If it didn’t involve thirty committed conservationists being imprisoned and intimidated, I might be inclined to see the Russian authorities’ behaviour as something of a farce. Russia has now dropped allegations of piracy, but accused the activists of hooliganism, which still carries a long jail sentence. Pirates? Hooligans? What will they come up with next in their effort to keep the crew of the Arctic Sunrise in jail and hammer home the message that Russia takes its Arctic interests very seriously? The absurdity of the charges against protesters on behalf of an organisation famous for its often spectacular but always unarmed and peaceful demonstrations in the cause of environmental protection tells us a lot about Russia’s attitude towards the Arctic. “Russia takes on Greenpeace – and stakes its claim to the Arctic” is the headline of an article by Simon Shuster for Time World , which suggests Greenpeace met with the disproportionately harsh response because the Arctic oil rig protest came at a time when Russia was asserting its military presence in the Arctic – against a background of growing economic interest. Moscow has opened its first permanent military base in the Arctic since the fall of the Soviet Union. The Greenpeace stunt “gave Russia just the opportunity it needed to underscore the message of Admiral Kololyov (commander of Russia’s northern fleet): Do not tread on the Russian north”, Shuster writes. Indeed.

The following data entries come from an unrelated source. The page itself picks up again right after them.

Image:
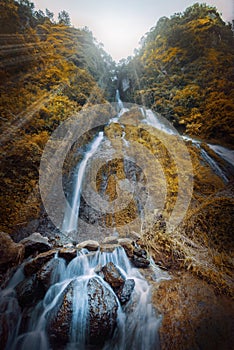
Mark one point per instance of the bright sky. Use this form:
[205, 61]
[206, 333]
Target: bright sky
[120, 24]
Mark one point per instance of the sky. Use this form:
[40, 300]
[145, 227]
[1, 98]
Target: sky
[120, 24]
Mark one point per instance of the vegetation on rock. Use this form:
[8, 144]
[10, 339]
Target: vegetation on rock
[184, 70]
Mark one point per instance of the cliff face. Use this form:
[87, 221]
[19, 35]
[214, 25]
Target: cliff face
[183, 70]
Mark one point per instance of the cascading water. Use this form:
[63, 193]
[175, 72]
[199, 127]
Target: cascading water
[154, 120]
[224, 153]
[118, 100]
[72, 212]
[136, 321]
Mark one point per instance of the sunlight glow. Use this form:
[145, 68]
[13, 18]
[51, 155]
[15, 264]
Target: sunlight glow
[119, 25]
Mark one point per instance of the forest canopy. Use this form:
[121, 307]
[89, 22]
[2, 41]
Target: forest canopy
[184, 71]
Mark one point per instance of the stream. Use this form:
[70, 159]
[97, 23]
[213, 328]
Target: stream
[97, 299]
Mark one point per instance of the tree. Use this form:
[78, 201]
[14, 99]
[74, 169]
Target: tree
[64, 18]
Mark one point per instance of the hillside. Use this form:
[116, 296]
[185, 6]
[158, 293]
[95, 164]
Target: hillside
[48, 71]
[184, 71]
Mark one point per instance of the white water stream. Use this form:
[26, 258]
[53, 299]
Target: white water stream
[137, 321]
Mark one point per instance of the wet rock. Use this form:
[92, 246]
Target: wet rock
[29, 291]
[138, 251]
[35, 264]
[11, 253]
[110, 240]
[67, 253]
[125, 291]
[35, 244]
[112, 275]
[48, 273]
[9, 317]
[140, 262]
[98, 269]
[90, 245]
[126, 243]
[60, 319]
[102, 312]
[108, 248]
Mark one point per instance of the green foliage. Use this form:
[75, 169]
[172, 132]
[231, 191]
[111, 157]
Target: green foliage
[48, 71]
[184, 70]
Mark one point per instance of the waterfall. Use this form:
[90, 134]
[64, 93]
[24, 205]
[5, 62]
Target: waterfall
[70, 221]
[224, 153]
[157, 122]
[137, 322]
[154, 119]
[118, 100]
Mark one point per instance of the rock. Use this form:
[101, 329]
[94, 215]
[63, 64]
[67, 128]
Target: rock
[108, 248]
[29, 291]
[9, 318]
[103, 308]
[140, 262]
[138, 251]
[126, 243]
[35, 243]
[98, 268]
[60, 319]
[125, 291]
[110, 240]
[35, 264]
[67, 253]
[48, 274]
[11, 253]
[112, 275]
[90, 245]
[101, 316]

Shuster quotes Vladimir Chuprov, head of Greenpeace Russia, as admitting the timing of the protest “may have been inopportune”. Greenpeace chief Kumi Naidoo, who was personally involved in a similar protest last year, has stressed the organisation did not expect such a harsh response.There are those who criticize Greenpeace for staging the protest. Greenpeace critic Mika Mered, CEO of Polaris Consulting, writes in a commentary for the Arctic Journal Moscow’s reaction was “perfectly predictable”. Whether it was predictable or not – the treatment of the activists is drawing massive attention to what is happening in the High North. The race is in full swing for access to the Arctic’s resources. Research into the environmental impacts of oil and gas drilling and transport on the fragile Arctic eco-system and the development of technology to cope with a possible oil spill in icy waters are struggling to keep pace with the rapidity of commercial development. The Russian reaction to the Greenpeace protest has drawn widespread media and public attention to the rapidly growing international economic and political interest in the Arctic. More than any scaling of an oil rig alone could ever have done. And in the run-up to the next round of UN climate talks in Poland next month, let us not forget that it is climate change, caused to a large extent by the burning of fossil fuels, that is making the race for Arctic oil and gas possible.(No wonder UN Climate Chief Christina Figueras was reduced to tears by the lack of inaction on climate the other day).
Meanwhile, on a more positive note, a survey conducted by the Kremlin-backed Public Opinion Foundation on October 13th showed that 69 percent of Russians favour making the Arctic region a neutral zone – outside the control of sovereign states. See Moscow Times.
Also worth reading: “High North or High Tension”by retired US Navy Admiral James Stavridis in Foreign Policy.com. If we want to keep the peace in the Arctic, he says, “we have some work to do”.